For a dataset of N samples, the overall loss is the average across all samples:

L = -(1/N) * sum[y_i * log(p_i) + (1 - y_i) * log(1 - p_i)]

Binary cross-entropy is a convex function for logistic regression, guaranteeing a single global minimum. For neural networks, the optimization landscape is non-convex, but binary cross-entropy still provides well-behaved gradients that facilitate training.

Hinge Loss

Hinge loss is the loss function used by support vector machines. Unlike binary cross-entropy, hinge loss operates on raw scores (logits) rather than probabilities and does not produce probabilistic output. For a single training example with true label y (encoded as -1 or +1) and predicted score f(x), hinge loss is:

L(y, f(x)) = max(0, 1 - y * f(x))

Hinge loss equals zero when the prediction is correct and the margin (the product y * f(x)) exceeds 1. When the margin is less than 1, the loss increases linearly. This means hinge loss penalizes not only incorrect predictions but also correct predictions that fall too close to the decision boundary. The focus on margin maximization is what gives SVMs their strong generalization properties.

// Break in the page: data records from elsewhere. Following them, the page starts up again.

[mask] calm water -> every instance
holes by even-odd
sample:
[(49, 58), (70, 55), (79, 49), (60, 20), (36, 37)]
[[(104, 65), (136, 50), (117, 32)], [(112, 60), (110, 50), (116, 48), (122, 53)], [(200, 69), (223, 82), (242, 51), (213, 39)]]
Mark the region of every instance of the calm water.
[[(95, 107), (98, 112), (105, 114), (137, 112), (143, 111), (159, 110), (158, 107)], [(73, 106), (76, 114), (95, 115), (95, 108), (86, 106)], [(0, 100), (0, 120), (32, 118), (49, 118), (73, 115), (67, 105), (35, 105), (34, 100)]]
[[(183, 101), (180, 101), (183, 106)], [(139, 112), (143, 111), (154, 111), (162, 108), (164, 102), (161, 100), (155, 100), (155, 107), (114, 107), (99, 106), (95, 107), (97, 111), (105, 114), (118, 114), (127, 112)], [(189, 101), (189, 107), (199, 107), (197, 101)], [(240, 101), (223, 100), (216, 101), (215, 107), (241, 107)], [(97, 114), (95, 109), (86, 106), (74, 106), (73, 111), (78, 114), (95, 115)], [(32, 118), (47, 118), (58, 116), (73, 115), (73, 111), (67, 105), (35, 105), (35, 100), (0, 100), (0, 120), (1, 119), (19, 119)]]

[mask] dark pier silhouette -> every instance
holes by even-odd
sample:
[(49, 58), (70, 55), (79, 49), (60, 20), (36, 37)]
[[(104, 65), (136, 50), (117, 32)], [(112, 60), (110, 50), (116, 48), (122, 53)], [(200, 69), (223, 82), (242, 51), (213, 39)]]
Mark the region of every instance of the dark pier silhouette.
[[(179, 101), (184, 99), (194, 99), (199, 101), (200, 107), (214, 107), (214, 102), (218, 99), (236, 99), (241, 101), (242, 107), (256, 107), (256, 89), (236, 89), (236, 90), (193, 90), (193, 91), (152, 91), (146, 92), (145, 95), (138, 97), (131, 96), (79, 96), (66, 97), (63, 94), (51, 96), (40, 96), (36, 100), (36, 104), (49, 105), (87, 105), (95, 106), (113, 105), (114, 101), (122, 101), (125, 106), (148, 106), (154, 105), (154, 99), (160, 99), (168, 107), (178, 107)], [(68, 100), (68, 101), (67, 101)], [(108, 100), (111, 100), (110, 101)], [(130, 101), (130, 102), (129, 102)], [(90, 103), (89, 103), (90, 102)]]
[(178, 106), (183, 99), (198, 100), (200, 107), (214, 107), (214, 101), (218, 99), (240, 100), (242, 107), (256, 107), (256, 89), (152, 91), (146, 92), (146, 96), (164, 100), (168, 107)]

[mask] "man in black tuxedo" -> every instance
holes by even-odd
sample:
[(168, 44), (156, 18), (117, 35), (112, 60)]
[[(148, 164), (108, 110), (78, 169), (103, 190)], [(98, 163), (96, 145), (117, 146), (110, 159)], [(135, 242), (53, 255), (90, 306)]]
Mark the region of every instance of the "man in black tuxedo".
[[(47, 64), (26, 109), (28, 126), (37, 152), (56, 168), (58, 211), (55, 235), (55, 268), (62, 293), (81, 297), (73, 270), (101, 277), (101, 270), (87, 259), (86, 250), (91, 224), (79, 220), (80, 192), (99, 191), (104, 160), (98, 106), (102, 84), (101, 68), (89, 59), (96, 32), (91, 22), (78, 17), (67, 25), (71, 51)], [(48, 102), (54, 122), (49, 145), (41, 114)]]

Because hinge loss is not differentiable at the point where y * f(x) = 1, subgradient methods are used during optimization.

Comparison of Loss Functions

Property	Binary Cross-Entropy	Hinge Loss
Output type	Probability (0 to 1)	Raw score (logit)
Probabilistic interpretation	Yes	No
Primary algorithm	Logistic regression, neural networks	SVM
Penalizes confident mistakes	Heavily (logarithmic)	Linearly
Margin-based	No	Yes
Smoothness	Smooth and differentiable	Not differentiable at hinge point
Best when	Calibrated probabilities are needed	Maximum-margin separation is desired

Output: Probability via Sigmoid

Most binary classifiers produce a raw score (logit) that must be transformed into a probability. The sigmoid function (also called the logistic function) performs this transformation:

sigmoid(z) = 1 / (1 + exp(-z))

The sigmoid function maps any real-valued number z to the range (0, 1). When z is a large positive number, sigmoid(z) approaches 1; when z is a large negative number, sigmoid(z) approaches 0; and when z = 0, sigmoid(z) = 0.5. This S-shaped curve provides a smooth, differentiable mapping from logits to probabilities.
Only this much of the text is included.